We have spent more than 30 years working on the characterisation of these products by a range of physicochemical techniques. The research work has led to the development of a range of sophisticated spectroscopic approaches to control the quality of these products.
- De novo polysaccharide structure determination (Figure 1).
> NMR methods to confirm identity of polysaccharides
> NMR methods to quantify O-acetylation
- Polysaccharide purity and identification and quantitation of impurities
- Polysaccharide stability and molecular mechanisms of degradation
> Recognition of characteristic signals highlighting product degradation
- Carrier protein structure and purity
> Mass spectrometric and optical spectroscopy approaches
- Conjugate integrity and stability
> Saccharide degradation or de-O-acetylation in the conjugate
> Thermal stability of the carrier protein in the conjugate
Structure determination: When we started this work, structures for many of the polysaccharides used were unknown. Our preliminary studies also showed errors with several reported structures. We determine the structures of these polysaccharides and obtained full NMR assignments to validate NMR identity testing methods. The figure below shows the type of spectra used in the structural analysis.
Figure 1: Partial 500MHz long-range 1H-13C correlation spectrum used to define the structure of the pneumococcal Type 17F polysaccharide, a component of pneumococcal vaccines
All of the major vaccine manufacturers now use NMR spectroscopy for identity testing, replacing older methods. The spectrum also contains quantitative information on impurities which may be present, such as:
- Pneumococcal C-polysaccharide, a teichoic acid
- Cetyltrimethylammonium bromide (CTAB), a reagent used in the isolation and purification of polysaccharides
- Residual solvents, such as ethanol, used in the purification of polysaccharides.
Polysaccharide degradation pathways: After heating the polysaccharides, the structural work was repeated and new groups identified.

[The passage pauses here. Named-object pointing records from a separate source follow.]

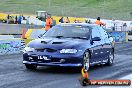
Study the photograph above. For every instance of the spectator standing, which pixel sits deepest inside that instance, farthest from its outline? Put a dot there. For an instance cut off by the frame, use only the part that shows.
(16, 20)
(67, 20)
(8, 17)
(19, 19)
(48, 24)
(124, 27)
(98, 22)
(61, 20)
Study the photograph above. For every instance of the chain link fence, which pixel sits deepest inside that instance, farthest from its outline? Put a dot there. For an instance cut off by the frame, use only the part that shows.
(90, 12)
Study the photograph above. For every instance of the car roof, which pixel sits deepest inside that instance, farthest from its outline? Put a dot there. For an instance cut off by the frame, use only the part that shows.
(78, 24)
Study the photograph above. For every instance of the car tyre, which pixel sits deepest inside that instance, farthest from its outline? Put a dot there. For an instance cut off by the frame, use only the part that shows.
(110, 58)
(86, 62)
(31, 67)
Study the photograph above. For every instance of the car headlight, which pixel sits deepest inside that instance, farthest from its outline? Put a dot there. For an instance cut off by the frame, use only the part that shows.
(28, 49)
(68, 51)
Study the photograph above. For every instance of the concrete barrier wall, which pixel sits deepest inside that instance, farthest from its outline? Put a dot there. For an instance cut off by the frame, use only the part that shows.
(11, 46)
(119, 36)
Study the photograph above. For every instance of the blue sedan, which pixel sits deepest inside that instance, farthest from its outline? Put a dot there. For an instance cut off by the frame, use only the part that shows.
(70, 44)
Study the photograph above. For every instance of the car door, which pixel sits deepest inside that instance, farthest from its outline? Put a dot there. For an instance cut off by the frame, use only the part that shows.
(96, 46)
(105, 43)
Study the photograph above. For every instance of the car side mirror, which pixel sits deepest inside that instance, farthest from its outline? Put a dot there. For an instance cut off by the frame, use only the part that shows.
(96, 39)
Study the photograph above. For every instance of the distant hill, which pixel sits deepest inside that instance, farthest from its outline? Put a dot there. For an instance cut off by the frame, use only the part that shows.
(117, 9)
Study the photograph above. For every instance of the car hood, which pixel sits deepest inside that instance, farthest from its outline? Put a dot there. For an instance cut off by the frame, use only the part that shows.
(58, 43)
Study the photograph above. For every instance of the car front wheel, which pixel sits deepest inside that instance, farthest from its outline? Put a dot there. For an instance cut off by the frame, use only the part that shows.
(110, 59)
(86, 58)
(30, 66)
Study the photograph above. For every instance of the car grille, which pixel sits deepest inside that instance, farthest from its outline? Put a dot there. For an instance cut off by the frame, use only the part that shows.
(46, 50)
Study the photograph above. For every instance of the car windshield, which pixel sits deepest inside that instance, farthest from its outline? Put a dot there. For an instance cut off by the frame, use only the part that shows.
(80, 32)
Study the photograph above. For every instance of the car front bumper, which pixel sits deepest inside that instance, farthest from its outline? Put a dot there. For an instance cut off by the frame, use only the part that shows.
(54, 64)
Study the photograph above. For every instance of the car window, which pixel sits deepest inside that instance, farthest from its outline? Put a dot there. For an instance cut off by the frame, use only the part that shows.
(69, 31)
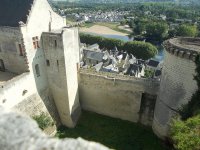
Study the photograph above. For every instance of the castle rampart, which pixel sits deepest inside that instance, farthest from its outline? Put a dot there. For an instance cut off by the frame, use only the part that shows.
(118, 96)
(177, 82)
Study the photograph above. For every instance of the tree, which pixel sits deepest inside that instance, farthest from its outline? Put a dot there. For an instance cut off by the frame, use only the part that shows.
(157, 31)
(186, 134)
(141, 50)
(187, 30)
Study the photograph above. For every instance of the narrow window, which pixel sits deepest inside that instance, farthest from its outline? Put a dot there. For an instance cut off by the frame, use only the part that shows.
(55, 43)
(37, 41)
(47, 62)
(34, 45)
(20, 50)
(37, 70)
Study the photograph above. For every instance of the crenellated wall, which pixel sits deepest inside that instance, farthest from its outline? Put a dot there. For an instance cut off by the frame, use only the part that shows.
(177, 82)
(117, 95)
(61, 49)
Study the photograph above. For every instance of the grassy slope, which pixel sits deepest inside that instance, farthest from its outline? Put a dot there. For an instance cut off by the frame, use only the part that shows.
(113, 133)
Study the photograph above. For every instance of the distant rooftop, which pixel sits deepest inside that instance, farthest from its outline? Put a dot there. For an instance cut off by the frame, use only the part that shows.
(192, 44)
(5, 76)
(14, 11)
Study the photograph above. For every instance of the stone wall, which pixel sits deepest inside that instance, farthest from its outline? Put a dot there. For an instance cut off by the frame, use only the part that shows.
(26, 97)
(61, 50)
(176, 88)
(10, 38)
(115, 95)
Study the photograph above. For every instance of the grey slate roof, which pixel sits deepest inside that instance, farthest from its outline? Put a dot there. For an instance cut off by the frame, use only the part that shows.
(93, 55)
(153, 63)
(14, 11)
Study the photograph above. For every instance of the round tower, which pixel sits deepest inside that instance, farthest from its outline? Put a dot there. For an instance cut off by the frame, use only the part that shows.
(177, 83)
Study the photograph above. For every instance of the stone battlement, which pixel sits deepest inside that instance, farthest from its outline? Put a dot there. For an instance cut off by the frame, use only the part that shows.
(115, 76)
(187, 48)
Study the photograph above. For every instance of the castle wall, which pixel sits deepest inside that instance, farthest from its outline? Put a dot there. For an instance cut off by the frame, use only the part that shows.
(10, 38)
(116, 96)
(38, 22)
(177, 87)
(62, 55)
(21, 95)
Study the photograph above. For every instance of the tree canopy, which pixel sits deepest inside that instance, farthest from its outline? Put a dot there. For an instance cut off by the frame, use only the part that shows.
(187, 30)
(157, 31)
(186, 134)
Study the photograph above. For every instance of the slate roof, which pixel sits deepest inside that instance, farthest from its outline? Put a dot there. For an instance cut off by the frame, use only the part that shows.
(153, 63)
(14, 11)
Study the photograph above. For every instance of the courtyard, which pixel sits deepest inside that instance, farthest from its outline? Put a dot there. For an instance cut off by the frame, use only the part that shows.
(113, 133)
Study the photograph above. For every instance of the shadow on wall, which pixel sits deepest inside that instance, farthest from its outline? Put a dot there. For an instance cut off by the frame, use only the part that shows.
(41, 81)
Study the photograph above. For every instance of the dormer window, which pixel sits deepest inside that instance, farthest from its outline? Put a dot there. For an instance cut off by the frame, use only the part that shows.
(20, 50)
(35, 42)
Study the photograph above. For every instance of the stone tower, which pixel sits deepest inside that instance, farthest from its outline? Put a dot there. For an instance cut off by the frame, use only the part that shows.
(61, 49)
(177, 82)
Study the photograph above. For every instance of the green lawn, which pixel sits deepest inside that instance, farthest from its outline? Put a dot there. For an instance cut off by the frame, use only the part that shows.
(113, 133)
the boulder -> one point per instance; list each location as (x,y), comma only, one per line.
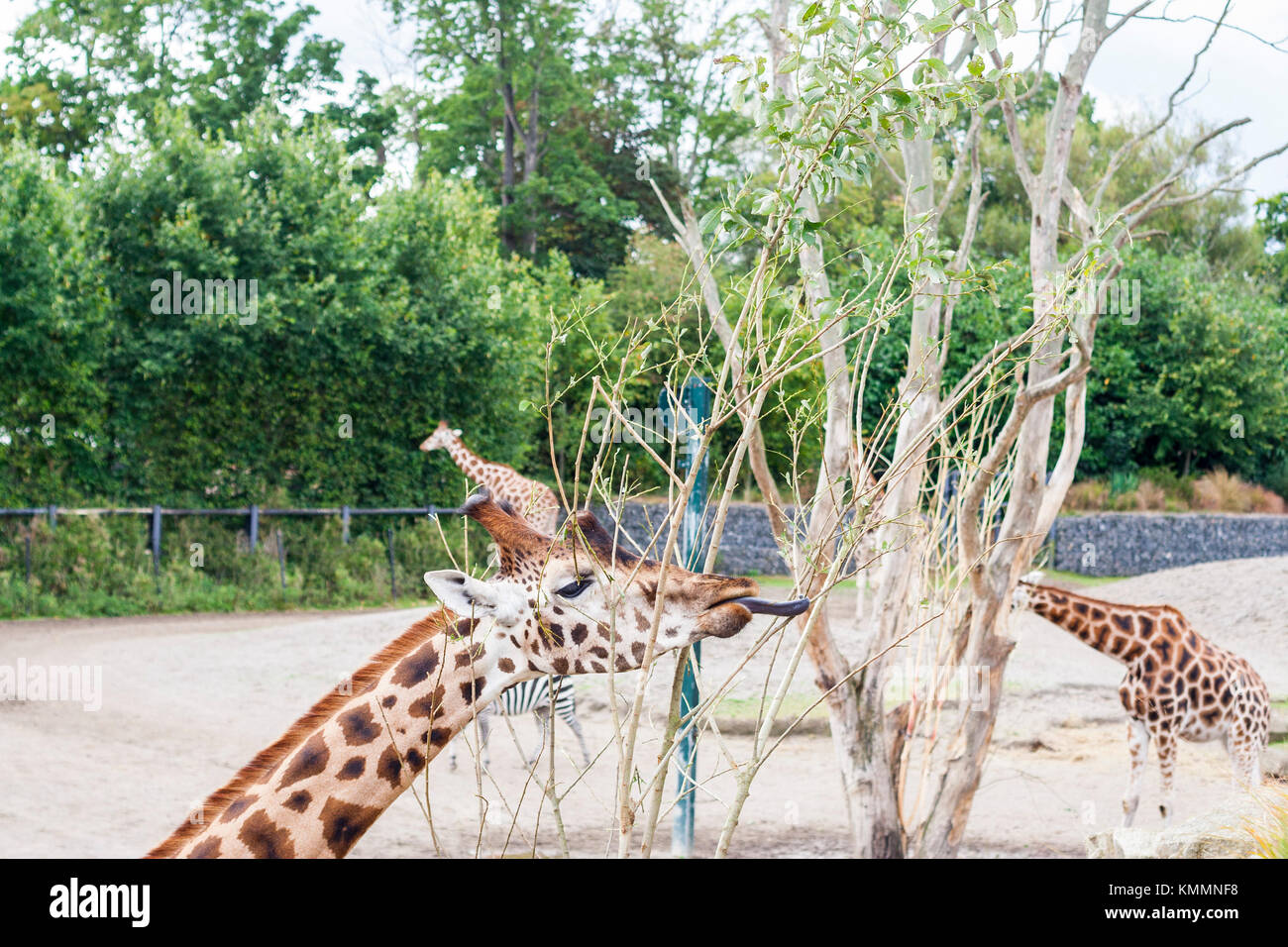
(1222,832)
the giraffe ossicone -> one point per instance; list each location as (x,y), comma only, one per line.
(558,605)
(1179,684)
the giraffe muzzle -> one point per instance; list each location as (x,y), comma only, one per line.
(763,605)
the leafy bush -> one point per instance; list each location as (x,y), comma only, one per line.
(102,566)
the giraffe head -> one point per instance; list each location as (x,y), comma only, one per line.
(580,604)
(441,438)
(1024,590)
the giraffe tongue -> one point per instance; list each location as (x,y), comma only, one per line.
(763,605)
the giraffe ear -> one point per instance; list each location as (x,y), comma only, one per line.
(468,596)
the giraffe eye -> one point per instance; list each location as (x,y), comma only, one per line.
(575,587)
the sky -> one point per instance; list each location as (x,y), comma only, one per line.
(1133,73)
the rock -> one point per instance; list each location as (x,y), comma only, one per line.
(1222,832)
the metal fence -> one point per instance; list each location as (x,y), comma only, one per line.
(252,513)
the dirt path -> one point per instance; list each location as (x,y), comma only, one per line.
(187,699)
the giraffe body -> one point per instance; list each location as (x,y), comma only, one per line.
(575,605)
(1179,684)
(533,500)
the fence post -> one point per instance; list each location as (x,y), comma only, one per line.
(691,412)
(281,558)
(393,579)
(156,539)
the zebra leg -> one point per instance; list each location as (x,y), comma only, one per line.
(545,716)
(484,733)
(570,716)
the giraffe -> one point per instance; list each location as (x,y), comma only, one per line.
(1177,685)
(570,605)
(532,499)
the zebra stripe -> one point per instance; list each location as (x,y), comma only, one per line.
(532,694)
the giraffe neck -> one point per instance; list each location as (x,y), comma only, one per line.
(321,787)
(465,459)
(1119,630)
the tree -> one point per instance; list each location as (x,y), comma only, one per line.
(53,320)
(93,62)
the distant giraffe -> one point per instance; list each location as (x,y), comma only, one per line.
(533,500)
(1177,684)
(558,605)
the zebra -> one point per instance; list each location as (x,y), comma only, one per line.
(531,696)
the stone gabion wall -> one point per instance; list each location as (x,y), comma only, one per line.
(1129,544)
(1100,544)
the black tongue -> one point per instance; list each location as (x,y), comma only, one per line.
(763,605)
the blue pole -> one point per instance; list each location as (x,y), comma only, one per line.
(690,419)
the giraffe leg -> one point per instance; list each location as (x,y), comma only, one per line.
(1167,768)
(1245,759)
(1137,748)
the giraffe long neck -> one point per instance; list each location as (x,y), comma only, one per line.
(1117,630)
(325,783)
(465,459)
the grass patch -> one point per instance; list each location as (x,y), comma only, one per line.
(750,707)
(1078,579)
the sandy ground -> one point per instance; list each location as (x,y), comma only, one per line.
(187,699)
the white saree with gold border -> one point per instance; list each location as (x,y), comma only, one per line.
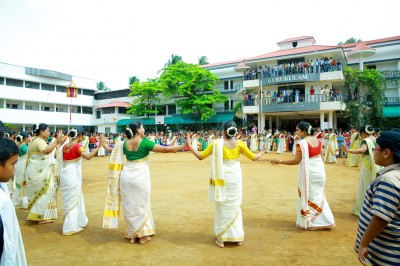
(313,211)
(331,148)
(367,174)
(41,188)
(135,197)
(226,191)
(19,198)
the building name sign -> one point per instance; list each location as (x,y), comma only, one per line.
(47,73)
(292,78)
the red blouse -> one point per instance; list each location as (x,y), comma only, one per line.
(73,154)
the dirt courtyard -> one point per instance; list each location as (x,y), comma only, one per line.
(184,219)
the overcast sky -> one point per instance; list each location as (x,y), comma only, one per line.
(110,41)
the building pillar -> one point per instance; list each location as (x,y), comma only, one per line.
(322,120)
(330,119)
(270,122)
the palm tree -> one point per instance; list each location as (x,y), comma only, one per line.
(203,60)
(174,59)
(133,79)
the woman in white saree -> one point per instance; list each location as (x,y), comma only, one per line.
(331,147)
(226,183)
(19,198)
(368,167)
(313,211)
(73,205)
(41,186)
(133,183)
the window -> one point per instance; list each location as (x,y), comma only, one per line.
(226,85)
(32,85)
(108,110)
(121,110)
(14,82)
(87,110)
(48,87)
(61,89)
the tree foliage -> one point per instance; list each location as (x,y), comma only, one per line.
(351,40)
(133,79)
(173,60)
(366,106)
(146,97)
(193,88)
(203,60)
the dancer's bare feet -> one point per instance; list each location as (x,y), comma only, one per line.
(219,243)
(144,240)
(46,222)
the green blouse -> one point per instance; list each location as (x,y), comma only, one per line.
(145,147)
(23,149)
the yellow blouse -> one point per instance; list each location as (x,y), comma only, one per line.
(231,154)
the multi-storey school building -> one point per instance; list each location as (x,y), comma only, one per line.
(303,81)
(276,89)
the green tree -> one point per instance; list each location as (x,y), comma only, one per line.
(133,79)
(173,60)
(366,106)
(146,97)
(203,60)
(351,40)
(193,88)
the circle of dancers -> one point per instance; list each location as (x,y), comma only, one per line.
(34,168)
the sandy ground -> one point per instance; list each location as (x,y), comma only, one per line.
(184,220)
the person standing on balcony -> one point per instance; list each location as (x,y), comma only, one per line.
(268,99)
(312,94)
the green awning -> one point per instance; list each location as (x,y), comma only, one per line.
(179,120)
(391,111)
(220,118)
(144,121)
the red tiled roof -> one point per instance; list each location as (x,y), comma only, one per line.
(300,50)
(113,104)
(297,39)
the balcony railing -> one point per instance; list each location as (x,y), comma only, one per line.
(295,99)
(391,74)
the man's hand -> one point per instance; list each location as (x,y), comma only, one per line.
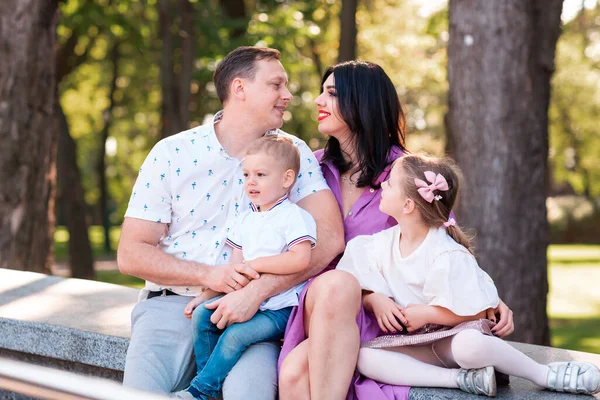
(506,324)
(196,301)
(230,277)
(237,306)
(386,310)
(417,315)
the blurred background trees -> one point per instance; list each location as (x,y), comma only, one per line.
(131,72)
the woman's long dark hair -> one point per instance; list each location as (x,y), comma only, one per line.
(369,105)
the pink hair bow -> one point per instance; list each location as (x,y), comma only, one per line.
(451,222)
(438,182)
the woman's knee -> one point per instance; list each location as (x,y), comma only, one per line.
(292,375)
(367,360)
(469,348)
(337,290)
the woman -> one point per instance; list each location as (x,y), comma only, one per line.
(360,111)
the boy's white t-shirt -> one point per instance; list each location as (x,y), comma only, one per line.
(440,272)
(272,232)
(189,182)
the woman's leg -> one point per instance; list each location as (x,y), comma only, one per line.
(293,375)
(332,304)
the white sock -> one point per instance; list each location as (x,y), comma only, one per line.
(395,368)
(472,349)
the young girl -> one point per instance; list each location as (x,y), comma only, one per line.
(430,278)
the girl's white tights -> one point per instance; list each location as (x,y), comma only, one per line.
(437,365)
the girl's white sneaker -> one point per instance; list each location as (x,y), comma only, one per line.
(574,377)
(477,381)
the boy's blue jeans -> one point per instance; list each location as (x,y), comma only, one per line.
(217,350)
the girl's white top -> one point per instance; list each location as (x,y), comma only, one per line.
(440,272)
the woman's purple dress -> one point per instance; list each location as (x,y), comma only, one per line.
(364,218)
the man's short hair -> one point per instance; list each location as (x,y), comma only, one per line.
(279,147)
(240,63)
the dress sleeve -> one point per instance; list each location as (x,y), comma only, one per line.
(360,259)
(456,282)
(151,196)
(300,227)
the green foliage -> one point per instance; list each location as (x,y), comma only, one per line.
(574,303)
(408,43)
(575,106)
(96,234)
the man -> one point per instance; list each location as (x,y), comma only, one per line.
(186,197)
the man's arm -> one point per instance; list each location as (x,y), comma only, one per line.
(243,304)
(138,255)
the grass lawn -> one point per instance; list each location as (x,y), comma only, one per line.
(573,274)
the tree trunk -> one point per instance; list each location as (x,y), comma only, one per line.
(500,60)
(70,190)
(101,166)
(176,71)
(348,30)
(28,132)
(70,193)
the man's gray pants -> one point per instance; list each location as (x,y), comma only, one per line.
(160,357)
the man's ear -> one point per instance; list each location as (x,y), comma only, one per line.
(288,178)
(409,206)
(237,88)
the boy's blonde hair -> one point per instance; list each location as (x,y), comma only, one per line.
(279,147)
(436,212)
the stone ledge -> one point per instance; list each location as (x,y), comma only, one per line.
(84,326)
(70,324)
(518,388)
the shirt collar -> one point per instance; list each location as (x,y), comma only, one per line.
(256,208)
(219,116)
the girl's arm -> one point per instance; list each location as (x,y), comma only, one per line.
(294,260)
(388,313)
(421,314)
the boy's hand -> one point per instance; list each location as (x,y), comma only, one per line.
(388,313)
(196,301)
(417,315)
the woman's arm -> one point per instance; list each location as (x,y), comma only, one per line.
(296,259)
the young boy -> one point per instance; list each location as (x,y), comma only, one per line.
(275,236)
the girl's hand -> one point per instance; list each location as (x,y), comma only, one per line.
(506,324)
(388,313)
(417,315)
(196,301)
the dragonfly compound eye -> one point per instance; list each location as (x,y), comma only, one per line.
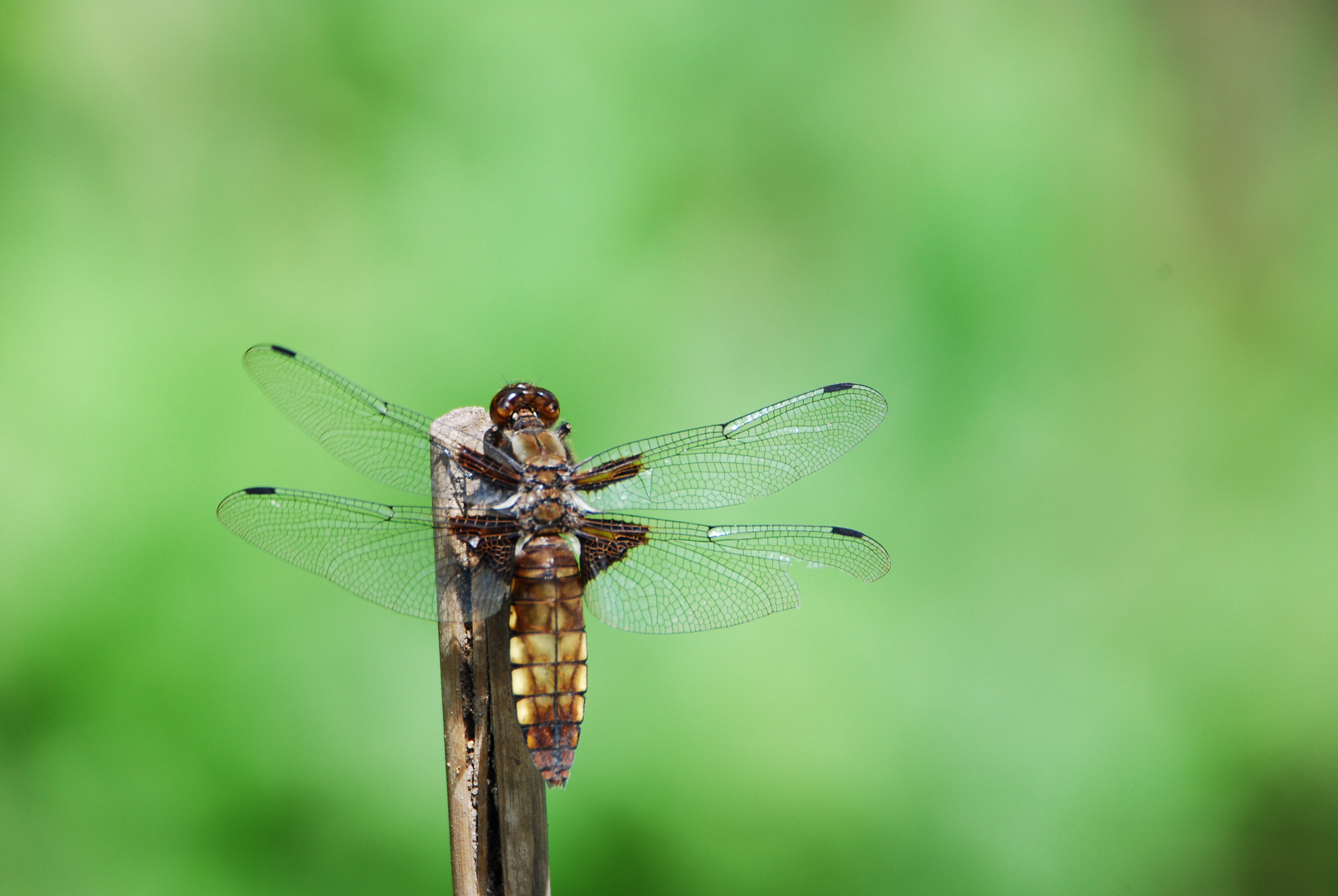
(522,396)
(506,403)
(545,406)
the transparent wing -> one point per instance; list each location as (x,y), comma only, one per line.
(377,551)
(755,455)
(667,577)
(375,437)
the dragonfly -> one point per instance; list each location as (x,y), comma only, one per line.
(545,535)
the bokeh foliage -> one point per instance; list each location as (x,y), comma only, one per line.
(1087,251)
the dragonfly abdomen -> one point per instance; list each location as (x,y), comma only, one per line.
(549,653)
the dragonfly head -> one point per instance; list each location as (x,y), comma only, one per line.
(522,406)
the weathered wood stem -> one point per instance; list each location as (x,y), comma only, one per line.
(498,812)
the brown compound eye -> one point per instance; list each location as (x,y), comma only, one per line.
(506,403)
(545,404)
(523,396)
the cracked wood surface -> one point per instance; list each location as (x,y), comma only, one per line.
(498,812)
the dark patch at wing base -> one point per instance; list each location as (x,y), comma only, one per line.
(487,467)
(606,542)
(491,538)
(609,472)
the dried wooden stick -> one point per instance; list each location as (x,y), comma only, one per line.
(498,811)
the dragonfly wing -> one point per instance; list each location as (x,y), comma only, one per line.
(377,551)
(375,437)
(755,455)
(665,577)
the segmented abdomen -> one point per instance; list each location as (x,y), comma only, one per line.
(549,653)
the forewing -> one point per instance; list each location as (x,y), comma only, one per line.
(375,437)
(755,455)
(377,551)
(665,577)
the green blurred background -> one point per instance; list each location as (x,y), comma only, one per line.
(1087,251)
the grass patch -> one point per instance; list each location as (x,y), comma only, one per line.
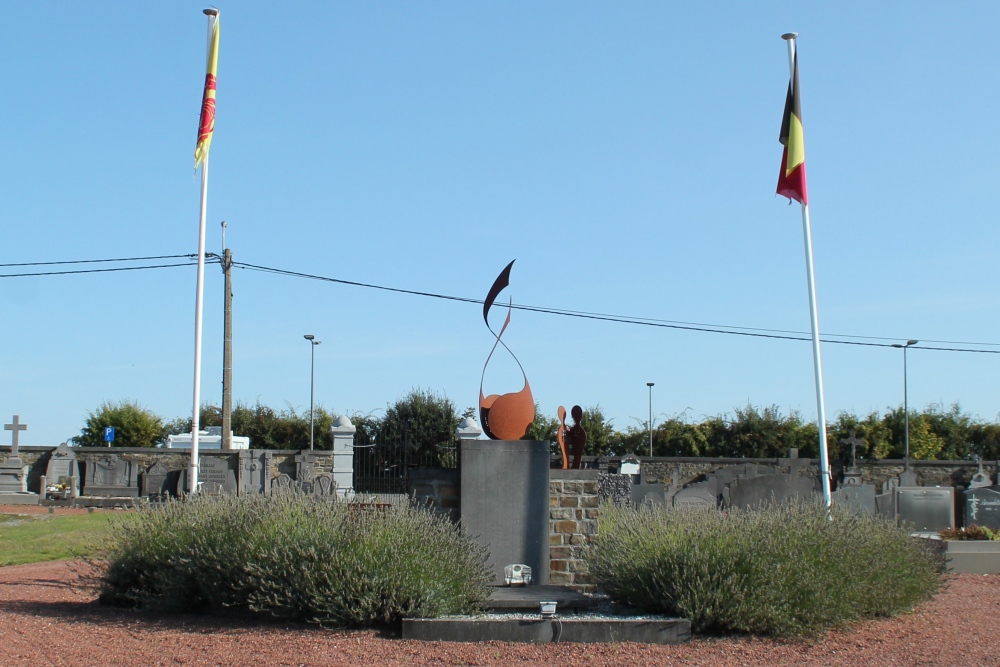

This information, combined with our knowledge of their chemistry, defines the mechanisms by they degrade. This information can help us identify degraded products.
Conjugate integrity: We developed circular dichroism (CD) methods to study the bulk conjugates. These spectra contain information on the folding of the carrier, and also information on the polysaccharide. The three traces below show CD traces of a series of developmental typhoid vaccines in which the proportion of polysaccharide to carrier protein has been varied. The spectra in Figure 2 are processed to separate the contributions from the polysaccharide and the carrier protein.
Figure 2: Far UV CD spectra of a range of typhoid Vi conjugate vaccines differing in polysaccharide: protein ratio (left) and after separation of the contributions of the carrier protein and polysaccharide (right). The spectrum of the carrier protein in the conjugate is the same as that of the carrier protein alone, showing that there has been no change in its folding as a result of the conjugation chemistry.
Impurities in conjugate vaccines: NMR spectra can be obtained in such a way that process impurities such as EDU can be identified and quantified.